Enhance split query buffering
See original GitHub issueFile a bug
When enabled, Split Querying is supposed to buffer all result sets except for the last. This does not seem to happen when only one result set is requested. When only one result set is requested, the entire query is still buffered
Include your code
Here is sample code that demonstrates the issue.

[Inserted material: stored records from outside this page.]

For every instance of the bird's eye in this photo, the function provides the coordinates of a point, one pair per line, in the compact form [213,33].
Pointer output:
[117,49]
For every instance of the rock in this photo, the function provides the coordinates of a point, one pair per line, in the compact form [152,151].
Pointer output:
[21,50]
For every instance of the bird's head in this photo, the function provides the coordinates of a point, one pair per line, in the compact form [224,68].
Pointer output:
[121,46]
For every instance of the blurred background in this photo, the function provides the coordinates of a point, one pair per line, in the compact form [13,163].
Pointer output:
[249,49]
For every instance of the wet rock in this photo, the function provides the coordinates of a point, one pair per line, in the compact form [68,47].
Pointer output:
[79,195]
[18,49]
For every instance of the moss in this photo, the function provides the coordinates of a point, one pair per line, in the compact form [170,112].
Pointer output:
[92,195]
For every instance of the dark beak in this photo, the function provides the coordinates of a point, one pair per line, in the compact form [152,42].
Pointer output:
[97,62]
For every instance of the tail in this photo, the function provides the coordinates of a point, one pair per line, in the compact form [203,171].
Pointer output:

using Microsoft.EntityFrameworkCore;
using System.Text;
namespace SplitQueryBug {
public static class Program {
public static void Main() {
var CS = "Data Source=(local);Initial Catalog=__SPLIT_QUERY_BUG;Integrated Security=SSPI;";
//Ensure our DB exists
{
using var Context = MyContext.FromSqlServerConnectionString(CS);
Context.Database.EnsureCreated();
}
//Create our seed text which is 1MB in size.
var SeedText = "";
{
var SB = new StringBuilder();
for (int i = 0; i < 1024 * 1024 * 1; i++) {
SB.Append("X");
}
SeedText = SB.ToString();
}
//Store 32*32 = 1024 records (this would be 1GB of data)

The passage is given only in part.